Fundación de Waal was linked to this initiative since July 2019, through a Cooperation Agreement with Fundación Ayuda en Acción, and Their participation consists of leading the training processes for the population, health authorities and all those involved in the project, focusing on the issues of Sexual and Reproductive Health and Rights.
Training, both for health personnel, As well as community volunteers, it emphasizes the importance of prevention and timely detection of STIs. The trained personnel, in turn, must carry out awareness-raising actions with the Target Population, which is made up of men and women of childbearing age, pregnant women and adolescents. The messages that are transmitted are based on the approaches of equality, interculturality and human rights.

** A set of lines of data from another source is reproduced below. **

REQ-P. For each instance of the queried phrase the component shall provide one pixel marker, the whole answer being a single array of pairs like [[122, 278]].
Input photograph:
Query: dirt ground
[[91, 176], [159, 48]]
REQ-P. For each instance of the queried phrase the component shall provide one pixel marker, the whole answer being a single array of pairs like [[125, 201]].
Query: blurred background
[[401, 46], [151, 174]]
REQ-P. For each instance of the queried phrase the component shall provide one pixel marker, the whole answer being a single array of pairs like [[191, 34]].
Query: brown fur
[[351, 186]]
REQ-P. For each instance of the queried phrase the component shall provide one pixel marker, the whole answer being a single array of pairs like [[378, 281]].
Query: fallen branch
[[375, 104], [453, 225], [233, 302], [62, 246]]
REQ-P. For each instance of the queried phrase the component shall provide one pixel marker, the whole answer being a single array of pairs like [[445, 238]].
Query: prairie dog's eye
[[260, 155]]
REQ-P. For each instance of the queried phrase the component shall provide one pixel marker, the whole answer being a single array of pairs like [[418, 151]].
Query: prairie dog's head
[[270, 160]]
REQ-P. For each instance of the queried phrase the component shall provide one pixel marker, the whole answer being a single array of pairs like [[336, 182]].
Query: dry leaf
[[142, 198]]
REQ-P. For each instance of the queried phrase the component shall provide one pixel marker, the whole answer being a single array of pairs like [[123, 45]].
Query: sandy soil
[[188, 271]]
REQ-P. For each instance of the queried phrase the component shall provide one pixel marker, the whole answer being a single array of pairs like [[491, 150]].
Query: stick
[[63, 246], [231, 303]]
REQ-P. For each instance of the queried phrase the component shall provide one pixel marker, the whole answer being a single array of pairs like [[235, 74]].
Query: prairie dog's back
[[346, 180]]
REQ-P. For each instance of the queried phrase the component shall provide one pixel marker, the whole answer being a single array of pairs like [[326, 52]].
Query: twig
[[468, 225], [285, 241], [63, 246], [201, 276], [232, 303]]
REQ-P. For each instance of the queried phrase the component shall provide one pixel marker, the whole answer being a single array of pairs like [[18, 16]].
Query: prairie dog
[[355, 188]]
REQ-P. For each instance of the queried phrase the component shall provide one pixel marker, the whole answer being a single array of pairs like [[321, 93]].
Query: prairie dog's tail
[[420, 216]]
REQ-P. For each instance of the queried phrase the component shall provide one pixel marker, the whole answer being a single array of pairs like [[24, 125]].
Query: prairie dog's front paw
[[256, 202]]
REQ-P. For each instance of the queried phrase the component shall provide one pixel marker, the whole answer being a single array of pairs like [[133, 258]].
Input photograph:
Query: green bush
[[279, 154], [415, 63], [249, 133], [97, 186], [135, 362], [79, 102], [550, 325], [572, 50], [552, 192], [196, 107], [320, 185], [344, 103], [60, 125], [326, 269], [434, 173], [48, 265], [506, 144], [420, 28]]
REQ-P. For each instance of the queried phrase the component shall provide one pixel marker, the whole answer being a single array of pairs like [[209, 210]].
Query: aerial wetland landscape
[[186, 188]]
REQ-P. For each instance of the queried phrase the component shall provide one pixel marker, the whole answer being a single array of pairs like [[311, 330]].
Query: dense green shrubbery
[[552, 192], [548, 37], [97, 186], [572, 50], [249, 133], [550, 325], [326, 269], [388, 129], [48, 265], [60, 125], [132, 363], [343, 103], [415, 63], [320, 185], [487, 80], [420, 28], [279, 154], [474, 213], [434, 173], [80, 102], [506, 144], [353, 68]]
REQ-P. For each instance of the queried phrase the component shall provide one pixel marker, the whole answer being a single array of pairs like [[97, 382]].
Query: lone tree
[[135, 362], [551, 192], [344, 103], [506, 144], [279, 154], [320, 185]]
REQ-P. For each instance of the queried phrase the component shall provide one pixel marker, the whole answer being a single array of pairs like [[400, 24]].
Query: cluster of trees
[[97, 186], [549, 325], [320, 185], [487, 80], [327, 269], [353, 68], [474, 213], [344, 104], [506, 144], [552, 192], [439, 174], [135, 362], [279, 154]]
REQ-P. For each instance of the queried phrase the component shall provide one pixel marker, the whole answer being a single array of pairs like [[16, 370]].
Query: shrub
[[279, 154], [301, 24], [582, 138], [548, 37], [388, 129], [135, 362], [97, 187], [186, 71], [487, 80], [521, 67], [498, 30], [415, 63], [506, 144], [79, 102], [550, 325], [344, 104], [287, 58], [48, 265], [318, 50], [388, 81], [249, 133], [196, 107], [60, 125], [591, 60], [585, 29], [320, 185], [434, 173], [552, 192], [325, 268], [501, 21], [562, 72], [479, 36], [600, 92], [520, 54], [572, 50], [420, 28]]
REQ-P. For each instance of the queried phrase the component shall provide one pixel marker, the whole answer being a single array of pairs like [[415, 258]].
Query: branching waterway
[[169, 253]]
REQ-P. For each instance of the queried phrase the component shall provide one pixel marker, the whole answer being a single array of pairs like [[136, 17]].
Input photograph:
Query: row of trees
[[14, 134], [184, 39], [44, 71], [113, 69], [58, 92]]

“To achieve these objectives, it has begun with the training of health personnel and volunteers, providing them with the necessary information and supplies so that they can carry out multiplier effect actions in their communities with the population described above. In order to ensure that those who are being trained reach an adequate understanding of the knowledge, we are working with specific material for each type of population, that is, their level of instruction and their reading and writing skills have been considered ”, indicates Rossely Medina .
The strategy consists of generating an educational pyramid, at the top of which is the training officer or facilitator who leads the process together with several participants, who in turn carry out the multiplier effect aimed at adolescents, men and women of childbearing age and pregnant women. , with the purpose of modifying their knowledge, attitudes and practices, to achieve the reduction of the prevalence of STIs in their communities.
The results that have been achieved so far are counted in the training of 53 health professionals and 39 volunteers and promoters of 9 health units, located in the municipalities of Yorito, Sulaco and Yoro, in the department of Yoro. As well as raising awareness in the general population of these localities about the importance of caring for the sexual health of the couple, as well as making timely detections of STIs. In addition to providing information to the population about the different sexually transmitted diseases and how to prevent them.
One of the aspects that should be highlighted is that the implementation of this Project occurred in the midst of the health emergency caused by the Covid-19 pandemic and two hurricanes that affected Honduras. The resilient and timely management of these crises and the fulfillment of the goals set, in the midst of difficulties, has left a series of lessons learned and good practices.
“The intention is to seek in the near future an escalation of the model implemented with the project in order to benefit a greater number of the population and reach other communities, which due to their geographical conditions do not they have the necessary health services. Similarly The aim is to give sustainability to the activities carried out in the 10 existing health units, in order to propose an improvement in care, especially for women, who due to their condition have serious difficulties in accessing sexual and reproductive health services ”, says Rossely Medina.